Worldwide, the single has sales in excess of 6 million copies and was certified gold by the Recording Industry Association of America (RIAA) for sales of over 1 million copies after its release, updated to platinum in 2001 when the certification threshold changed. In 2015, the song was voted by the British public as the nation's third favourite 1980s number one in a poll for ITV.

Background and composition
After her contract with RCA Records ended in 1981, Tyler found a new manager in David Aspden. After seeing Meat Loaf perform "Bat Out of Hell" live on The Old Grey Whistle Test, she approached Meat Loaf's producer, Jim Steinman, and asked him to be her producer. Tyler aimed to create an album utilizing the Wall of Sound production techniques of Phil Spector, and she believed that Steinman was the only person who could create the same sound, as Spector had mostly retired from the music business. Tyler visited Steinman in his apartment in New York in April 1982 with her manager, where she was presented with two tracks: "Have You Ever Seen the Rain?" and "Goin' Through the Motions". She stated that had she not liked the songs Steinman played for her, he would have rejected Tyler's invitation to collaborate. She returned to his studio apartment weeks later, where Steinman and Rory Dodd performed "Total Eclipse of the Heart" for her. Steinman also hand-picked the recording band for the song, which included Dodd as a featured vocalist (the "Turn around..." refrain).

The lyric "Turn around, bright eyes" had originally appeared in Steinman's 1969 college musical The Dream Engine. Steinman had originally written the song's verse melody for his score to the 1980 film A Small Circle of Friends.

"Total Eclipse of the Heart" had to be shortened for radio play. Tyler did not believe that the song was radio-friendly at its full length; the song was reduced from seven minutes and two seconds to four minutes and thirty seconds.

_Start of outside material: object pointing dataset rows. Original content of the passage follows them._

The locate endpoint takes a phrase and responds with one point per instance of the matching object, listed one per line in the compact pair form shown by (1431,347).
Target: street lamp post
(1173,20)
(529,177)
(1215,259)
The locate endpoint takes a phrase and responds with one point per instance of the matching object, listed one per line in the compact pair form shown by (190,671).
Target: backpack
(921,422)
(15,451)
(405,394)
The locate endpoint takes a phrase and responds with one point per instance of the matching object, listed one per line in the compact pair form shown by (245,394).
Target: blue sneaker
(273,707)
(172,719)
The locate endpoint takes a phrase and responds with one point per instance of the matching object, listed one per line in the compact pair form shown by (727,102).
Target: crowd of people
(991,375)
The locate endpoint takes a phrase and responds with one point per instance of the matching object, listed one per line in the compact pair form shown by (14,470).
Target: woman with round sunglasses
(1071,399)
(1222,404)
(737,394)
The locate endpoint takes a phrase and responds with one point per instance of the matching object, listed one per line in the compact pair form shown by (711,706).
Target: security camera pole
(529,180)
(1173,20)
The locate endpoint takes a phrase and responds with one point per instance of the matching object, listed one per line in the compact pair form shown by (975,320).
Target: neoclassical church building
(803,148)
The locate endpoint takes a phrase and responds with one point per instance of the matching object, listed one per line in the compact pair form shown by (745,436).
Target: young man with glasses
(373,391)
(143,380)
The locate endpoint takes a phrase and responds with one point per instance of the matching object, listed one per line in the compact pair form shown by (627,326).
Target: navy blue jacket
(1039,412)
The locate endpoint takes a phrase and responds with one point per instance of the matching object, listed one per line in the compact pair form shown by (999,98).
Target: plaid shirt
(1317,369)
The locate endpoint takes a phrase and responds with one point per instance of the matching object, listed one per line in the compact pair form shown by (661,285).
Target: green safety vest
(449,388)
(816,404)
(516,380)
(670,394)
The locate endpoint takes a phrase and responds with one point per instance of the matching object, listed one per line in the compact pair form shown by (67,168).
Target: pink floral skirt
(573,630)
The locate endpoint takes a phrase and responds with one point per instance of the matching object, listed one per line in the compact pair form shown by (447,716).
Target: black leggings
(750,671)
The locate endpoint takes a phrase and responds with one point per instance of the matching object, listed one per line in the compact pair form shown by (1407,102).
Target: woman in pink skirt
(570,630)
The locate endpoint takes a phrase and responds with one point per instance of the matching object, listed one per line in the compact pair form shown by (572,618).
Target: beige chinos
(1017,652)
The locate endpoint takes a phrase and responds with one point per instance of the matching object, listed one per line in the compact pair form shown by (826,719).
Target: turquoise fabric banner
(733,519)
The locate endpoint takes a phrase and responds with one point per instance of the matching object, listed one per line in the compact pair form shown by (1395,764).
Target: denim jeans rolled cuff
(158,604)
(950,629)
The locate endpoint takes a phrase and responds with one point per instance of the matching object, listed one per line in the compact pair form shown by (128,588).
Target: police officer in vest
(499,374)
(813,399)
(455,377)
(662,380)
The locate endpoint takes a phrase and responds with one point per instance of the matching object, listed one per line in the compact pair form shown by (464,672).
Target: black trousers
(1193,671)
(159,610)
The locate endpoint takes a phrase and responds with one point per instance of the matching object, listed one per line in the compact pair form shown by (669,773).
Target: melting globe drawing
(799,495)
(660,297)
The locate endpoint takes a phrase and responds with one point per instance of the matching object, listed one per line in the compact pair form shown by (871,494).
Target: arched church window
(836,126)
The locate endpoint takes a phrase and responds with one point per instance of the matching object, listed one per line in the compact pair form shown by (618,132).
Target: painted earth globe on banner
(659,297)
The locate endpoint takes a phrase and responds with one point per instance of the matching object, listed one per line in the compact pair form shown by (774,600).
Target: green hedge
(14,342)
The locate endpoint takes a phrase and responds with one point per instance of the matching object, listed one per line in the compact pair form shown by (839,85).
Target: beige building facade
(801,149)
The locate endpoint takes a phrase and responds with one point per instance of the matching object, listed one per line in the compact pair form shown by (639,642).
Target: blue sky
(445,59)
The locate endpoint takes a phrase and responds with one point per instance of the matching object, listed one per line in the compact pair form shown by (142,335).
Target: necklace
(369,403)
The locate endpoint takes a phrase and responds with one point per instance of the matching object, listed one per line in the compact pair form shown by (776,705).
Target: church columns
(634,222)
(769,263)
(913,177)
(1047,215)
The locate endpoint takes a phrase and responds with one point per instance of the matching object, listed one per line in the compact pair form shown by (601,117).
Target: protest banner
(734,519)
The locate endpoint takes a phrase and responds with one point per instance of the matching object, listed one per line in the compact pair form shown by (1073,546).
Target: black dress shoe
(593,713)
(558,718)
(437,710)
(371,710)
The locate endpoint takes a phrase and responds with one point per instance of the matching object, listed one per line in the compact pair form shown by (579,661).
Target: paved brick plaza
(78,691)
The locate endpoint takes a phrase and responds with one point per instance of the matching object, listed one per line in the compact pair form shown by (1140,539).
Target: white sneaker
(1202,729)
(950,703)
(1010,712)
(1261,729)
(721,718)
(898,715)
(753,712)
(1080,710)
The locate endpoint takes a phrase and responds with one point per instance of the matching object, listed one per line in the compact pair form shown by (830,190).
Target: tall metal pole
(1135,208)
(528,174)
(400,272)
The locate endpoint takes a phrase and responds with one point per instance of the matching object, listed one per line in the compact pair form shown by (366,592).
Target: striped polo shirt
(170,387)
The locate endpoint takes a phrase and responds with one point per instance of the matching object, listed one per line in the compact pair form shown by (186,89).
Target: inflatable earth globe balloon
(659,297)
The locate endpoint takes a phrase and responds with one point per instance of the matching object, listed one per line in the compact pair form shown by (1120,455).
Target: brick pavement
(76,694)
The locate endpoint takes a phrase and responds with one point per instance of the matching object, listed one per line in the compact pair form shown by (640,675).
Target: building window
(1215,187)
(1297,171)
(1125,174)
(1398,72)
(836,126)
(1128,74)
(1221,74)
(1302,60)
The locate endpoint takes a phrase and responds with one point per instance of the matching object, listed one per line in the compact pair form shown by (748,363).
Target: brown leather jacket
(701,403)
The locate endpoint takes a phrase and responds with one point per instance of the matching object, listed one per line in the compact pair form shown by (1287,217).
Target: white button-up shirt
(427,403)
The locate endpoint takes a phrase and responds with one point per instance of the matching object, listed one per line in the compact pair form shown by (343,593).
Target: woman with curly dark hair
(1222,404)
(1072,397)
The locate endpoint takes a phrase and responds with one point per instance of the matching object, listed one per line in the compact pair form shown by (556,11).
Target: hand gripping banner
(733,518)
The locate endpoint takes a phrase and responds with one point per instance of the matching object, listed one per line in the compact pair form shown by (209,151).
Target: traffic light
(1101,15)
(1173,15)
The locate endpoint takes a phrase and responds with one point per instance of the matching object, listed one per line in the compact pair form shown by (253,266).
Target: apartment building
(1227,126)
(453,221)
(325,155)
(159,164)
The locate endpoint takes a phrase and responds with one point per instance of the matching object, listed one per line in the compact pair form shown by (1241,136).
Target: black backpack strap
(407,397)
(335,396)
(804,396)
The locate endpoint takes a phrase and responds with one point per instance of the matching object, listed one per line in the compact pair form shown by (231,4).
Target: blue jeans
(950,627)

The power ballad became Tyler's highest-charting song in several countries, peaking at No. 1 in the United States, South Africa, Australia, New Zealand, Canada and the United Kingdom. At its peak, it sold 60,000 copies per day and approximately 6 million copies in total. It won the Variety Club award in the UK for best single of 1983. The song also made number 82 of VH1's top 100 love songs.

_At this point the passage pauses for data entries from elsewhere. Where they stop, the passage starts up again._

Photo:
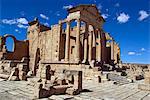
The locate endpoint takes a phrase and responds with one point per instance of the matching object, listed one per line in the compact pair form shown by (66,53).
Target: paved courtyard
(19,90)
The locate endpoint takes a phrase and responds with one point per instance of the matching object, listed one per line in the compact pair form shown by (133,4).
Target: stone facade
(78,40)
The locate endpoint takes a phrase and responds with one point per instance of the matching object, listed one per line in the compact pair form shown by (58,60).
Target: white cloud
(58,14)
(123,18)
(143,49)
(44,16)
(105,16)
(131,53)
(22,26)
(9,21)
(46,24)
(95,1)
(138,54)
(67,7)
(16,30)
(15,21)
(143,15)
(99,6)
(22,21)
(117,5)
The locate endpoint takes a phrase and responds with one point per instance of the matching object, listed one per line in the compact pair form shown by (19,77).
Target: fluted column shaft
(86,43)
(78,40)
(67,41)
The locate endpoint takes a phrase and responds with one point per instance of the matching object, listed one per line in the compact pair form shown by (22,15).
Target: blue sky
(128,21)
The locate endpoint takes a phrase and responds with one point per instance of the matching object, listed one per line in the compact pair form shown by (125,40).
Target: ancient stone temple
(77,41)
(57,59)
(70,57)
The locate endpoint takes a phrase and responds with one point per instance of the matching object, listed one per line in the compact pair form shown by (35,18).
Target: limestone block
(22,75)
(145,87)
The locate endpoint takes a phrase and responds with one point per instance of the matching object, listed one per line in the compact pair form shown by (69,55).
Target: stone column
(112,50)
(90,46)
(94,46)
(99,45)
(86,43)
(78,41)
(67,41)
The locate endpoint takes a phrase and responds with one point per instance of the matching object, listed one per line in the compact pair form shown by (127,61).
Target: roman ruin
(59,59)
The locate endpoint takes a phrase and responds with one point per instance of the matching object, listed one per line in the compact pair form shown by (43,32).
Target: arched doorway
(37,60)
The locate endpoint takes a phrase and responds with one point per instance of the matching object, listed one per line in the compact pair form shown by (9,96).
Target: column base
(84,61)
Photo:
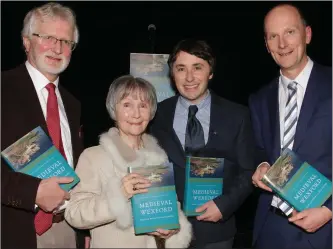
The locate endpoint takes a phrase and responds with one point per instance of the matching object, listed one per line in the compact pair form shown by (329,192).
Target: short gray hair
(125,85)
(48,11)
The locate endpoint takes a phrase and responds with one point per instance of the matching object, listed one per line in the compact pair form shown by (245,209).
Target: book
(158,207)
(153,68)
(297,182)
(34,154)
(203,182)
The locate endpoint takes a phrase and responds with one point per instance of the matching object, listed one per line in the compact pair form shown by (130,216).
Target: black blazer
(230,137)
(20,113)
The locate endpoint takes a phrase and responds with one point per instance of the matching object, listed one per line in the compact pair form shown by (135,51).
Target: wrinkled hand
(50,195)
(212,212)
(311,219)
(164,234)
(258,174)
(134,184)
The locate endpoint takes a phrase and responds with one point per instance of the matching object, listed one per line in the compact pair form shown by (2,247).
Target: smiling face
(191,75)
(52,59)
(286,39)
(133,115)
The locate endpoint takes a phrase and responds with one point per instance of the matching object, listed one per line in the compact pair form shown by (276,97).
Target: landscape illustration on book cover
(34,154)
(153,68)
(203,182)
(157,208)
(297,182)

Tyler told Record Mirror that she thought the song was about "someone who wants to love so badly she's lying there in complete darkness."

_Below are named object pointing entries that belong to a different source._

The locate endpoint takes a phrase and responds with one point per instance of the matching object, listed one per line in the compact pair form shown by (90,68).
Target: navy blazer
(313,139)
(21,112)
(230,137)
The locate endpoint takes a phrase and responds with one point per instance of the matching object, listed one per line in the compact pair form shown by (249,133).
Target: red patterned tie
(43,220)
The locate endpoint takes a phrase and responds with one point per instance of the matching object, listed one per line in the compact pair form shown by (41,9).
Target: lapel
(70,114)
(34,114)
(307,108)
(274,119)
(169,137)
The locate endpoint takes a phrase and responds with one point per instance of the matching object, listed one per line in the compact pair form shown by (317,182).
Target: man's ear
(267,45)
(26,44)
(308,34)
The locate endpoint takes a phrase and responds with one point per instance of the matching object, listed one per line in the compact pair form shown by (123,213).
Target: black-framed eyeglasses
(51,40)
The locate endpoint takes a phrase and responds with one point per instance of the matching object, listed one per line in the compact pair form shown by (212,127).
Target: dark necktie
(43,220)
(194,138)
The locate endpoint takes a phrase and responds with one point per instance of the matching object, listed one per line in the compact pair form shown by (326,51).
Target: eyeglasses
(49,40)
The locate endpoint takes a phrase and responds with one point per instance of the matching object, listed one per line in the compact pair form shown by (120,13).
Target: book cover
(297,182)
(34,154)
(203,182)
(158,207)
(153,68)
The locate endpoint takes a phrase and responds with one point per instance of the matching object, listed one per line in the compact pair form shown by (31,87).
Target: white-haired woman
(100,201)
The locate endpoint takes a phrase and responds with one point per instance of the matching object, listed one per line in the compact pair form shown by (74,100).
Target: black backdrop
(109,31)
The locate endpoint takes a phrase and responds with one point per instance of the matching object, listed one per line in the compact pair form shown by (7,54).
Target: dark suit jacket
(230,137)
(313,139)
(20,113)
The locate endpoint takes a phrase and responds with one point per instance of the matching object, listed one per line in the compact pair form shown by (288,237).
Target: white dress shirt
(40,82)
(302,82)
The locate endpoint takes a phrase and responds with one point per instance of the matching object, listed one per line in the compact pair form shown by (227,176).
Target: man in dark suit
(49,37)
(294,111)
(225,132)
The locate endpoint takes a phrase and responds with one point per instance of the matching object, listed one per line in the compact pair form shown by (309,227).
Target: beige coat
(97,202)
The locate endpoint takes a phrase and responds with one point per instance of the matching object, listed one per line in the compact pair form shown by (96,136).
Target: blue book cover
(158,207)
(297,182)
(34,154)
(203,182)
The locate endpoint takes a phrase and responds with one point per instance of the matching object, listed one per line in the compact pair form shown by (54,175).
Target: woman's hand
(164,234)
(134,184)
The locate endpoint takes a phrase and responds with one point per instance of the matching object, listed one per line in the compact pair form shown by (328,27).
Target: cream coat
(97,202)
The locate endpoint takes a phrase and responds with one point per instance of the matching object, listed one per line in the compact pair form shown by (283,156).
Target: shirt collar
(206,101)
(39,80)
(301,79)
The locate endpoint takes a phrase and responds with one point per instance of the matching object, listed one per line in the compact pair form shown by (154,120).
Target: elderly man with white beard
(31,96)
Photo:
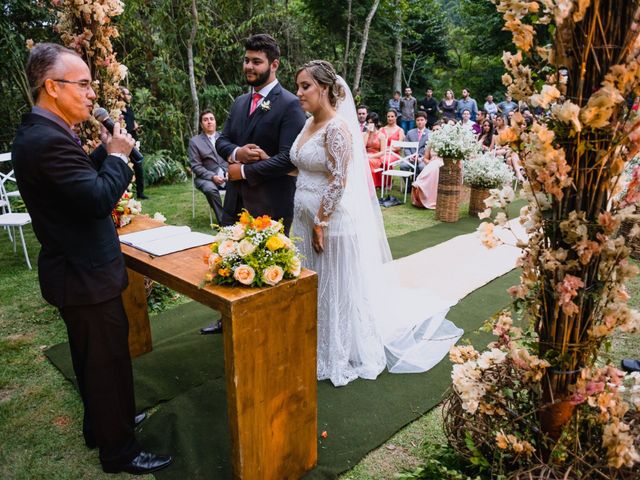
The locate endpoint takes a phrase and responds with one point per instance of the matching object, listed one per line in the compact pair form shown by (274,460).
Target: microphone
(103,117)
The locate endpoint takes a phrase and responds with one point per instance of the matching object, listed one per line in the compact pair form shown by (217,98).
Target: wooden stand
(270,337)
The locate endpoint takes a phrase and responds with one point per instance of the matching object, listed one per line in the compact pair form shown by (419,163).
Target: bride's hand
(318,239)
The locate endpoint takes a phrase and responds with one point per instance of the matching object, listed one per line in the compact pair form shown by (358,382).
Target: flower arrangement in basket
(486,171)
(454,142)
(577,61)
(125,209)
(253,252)
(482,173)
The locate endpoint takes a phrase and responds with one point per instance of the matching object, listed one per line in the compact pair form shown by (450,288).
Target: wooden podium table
(269,355)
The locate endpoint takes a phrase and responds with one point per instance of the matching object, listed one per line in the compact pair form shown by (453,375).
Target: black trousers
(98,339)
(137,170)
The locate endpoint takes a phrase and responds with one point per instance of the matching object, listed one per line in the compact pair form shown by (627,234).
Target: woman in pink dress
(390,132)
(373,142)
(424,191)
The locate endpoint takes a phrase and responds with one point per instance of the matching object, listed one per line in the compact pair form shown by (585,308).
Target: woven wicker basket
(633,243)
(476,200)
(449,187)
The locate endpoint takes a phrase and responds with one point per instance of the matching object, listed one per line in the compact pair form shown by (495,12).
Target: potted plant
(452,143)
(482,173)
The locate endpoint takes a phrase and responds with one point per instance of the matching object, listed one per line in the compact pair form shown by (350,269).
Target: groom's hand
(248,154)
(235,171)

Steinman said in an interview with Playbill about the inclusion of the song in his 1997 musical Dance of the Vampires:with 'Total Eclipse of the Heart', I was trying to come up with a love song and I remembered I actually wrote that to be a vampire love song. Its original title was 'Vampires in Love' because I was working on a musical of Nosferatu, the other great vampire story. If anyone listens to the lyrics, they're really like vampire lines. It's all about the darkness, the power of darkness and love's place in the dark...He also told People that he thought Tyler sounded like John Fogerty and wrote the song "to be a showpiece for her voice." Tyler described the song as "a challenge [to sing]," stating that she "[doesn't] like songs that anybody can sing. I like songs that need a lot of energy." After Steinman presented her with the song, she told The Times, "I just had shivers right up my spine...I couldn't wait to actually get in and record it."

According to Meat Loaf, Steinman had written the song, along with "Making Love Out of Nothing at All", for Meat Loaf's album Midnight at the Lost and Found; however, Meat Loaf's record company refused to pay Steinman, and he wrote separate songs himself. "Total Eclipse of the Heart" was given to Bonnie Tyler and "Making Love Out of Nothing at All" to Air Supply. Tyler has denied this claim. "Meat Loaf was apparently very annoyed that Jim gave that to me," Tyler stated. "But Jim said he didn't write it for Meat Loaf, that he only finished it after meeting me." Steinman said to People that he considered it "an aria to me, a wagnerian-like onslaught of sound and emotion. I wrote it to be a showpiece for her voice."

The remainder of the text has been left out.